My motivation for about 50 miles of our trek

So we made it.  But the next adventure was our first night in Baltimore.  We'd stayed there a month ago looking for apartments, but this time we couldn't get a place downtown.  We used Hotwire to locate a place in NW Baltimore for about $60.  Expensive by my families standards, but that's about as cheap as we could get in any event.  The hotel turned out to be an Econolodge.  This wasn't just any Econolodge.  This was an Econolodge in a sketchy neighborhood where some activist meeting was taking place down the street about 1/2 block, and next door.  Basically there were people out at night on some out-of-the-way suburban street at midnight dressed up.

It turns out some of the hotel rooms were pay-by-the-hour so that just made it all the more interesting.  They also only had a smoking room left, despite our reservation.  That wouldn't have been so bad but I have bad enough allergies as it is, and Trisha doesn't like that smell any more than I do.  Throw in a couple twin-sized beds donated from some barracks during the Korean war (maybe those were the ones my family donated to the Salvation Army after the kids moved out :) ) and we lived out a scene from Leave It To Beaver.  What a night.

Morning, really.  A few hours after we went to sleep, someone knocks on the door.  For the first time in my life I'm out cold, dead asleep and enjoying my lack of consciousness immensely.  Trisha, for the first time in her life, was sleeping lightly from nervousness.  The guy keeps pounding on the door.  I actually heard some guy doing this before I went to bed, and then again after Trisha woke me up 2 hours early so we could check out ASAP.  I won't say it was the worst hotel experience I've ever had, but Trisha probably would.  The best part is that Hotwire put us in a Westin Inn the next night for the same price.  HA!

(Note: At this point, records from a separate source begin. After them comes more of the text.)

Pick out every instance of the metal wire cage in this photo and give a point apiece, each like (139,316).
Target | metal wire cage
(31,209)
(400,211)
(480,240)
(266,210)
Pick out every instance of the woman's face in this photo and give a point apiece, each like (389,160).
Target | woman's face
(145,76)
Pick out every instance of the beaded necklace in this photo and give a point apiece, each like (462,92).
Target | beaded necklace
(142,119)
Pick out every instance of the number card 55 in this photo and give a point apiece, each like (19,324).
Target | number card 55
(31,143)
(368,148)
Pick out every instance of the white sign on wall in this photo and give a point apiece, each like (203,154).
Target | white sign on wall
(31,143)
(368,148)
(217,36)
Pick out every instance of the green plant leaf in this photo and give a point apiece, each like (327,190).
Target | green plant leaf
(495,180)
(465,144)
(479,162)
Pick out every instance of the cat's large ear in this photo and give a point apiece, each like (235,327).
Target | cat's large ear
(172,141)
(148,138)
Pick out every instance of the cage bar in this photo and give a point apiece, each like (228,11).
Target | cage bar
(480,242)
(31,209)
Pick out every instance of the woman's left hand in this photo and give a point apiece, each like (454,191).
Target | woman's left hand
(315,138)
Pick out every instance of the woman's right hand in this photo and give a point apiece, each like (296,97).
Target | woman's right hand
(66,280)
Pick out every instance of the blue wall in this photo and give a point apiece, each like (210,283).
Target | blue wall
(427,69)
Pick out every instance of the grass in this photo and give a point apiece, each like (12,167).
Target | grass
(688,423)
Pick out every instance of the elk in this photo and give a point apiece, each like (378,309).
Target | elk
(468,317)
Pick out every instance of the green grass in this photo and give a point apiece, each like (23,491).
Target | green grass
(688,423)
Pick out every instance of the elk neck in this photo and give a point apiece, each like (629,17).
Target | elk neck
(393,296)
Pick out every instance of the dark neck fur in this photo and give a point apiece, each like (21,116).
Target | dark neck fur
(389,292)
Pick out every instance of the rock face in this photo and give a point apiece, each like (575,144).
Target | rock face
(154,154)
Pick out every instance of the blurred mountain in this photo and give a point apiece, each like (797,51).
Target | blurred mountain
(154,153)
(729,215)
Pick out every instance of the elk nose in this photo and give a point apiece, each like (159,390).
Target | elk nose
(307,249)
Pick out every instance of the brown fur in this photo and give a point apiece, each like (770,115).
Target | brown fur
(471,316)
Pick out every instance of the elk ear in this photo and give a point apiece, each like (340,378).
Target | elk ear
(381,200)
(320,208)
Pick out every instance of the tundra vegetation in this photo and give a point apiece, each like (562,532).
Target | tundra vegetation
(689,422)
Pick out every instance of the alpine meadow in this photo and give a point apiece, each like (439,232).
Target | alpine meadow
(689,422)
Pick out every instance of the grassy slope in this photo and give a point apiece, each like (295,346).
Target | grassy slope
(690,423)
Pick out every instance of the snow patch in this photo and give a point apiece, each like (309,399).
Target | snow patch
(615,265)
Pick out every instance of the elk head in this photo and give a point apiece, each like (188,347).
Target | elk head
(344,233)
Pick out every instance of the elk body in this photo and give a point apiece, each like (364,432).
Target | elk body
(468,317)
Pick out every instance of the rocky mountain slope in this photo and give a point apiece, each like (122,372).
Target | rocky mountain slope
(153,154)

We had a couple days of fun in DC and then I flew back to Austin to work/study half the summer.  I'm living in Trisha's old Co-op house and she's subleasing an apartment in a nice part of town.  We've done fine not missing each other (it's been a week and a half), but going to church feels really weird.  I keep interpreting the casual smile of "hello" as "You sick man!  What have you done to cause your wife to leave you?!"  Thanks to how my mind works, life is far more exciting for me than for most people.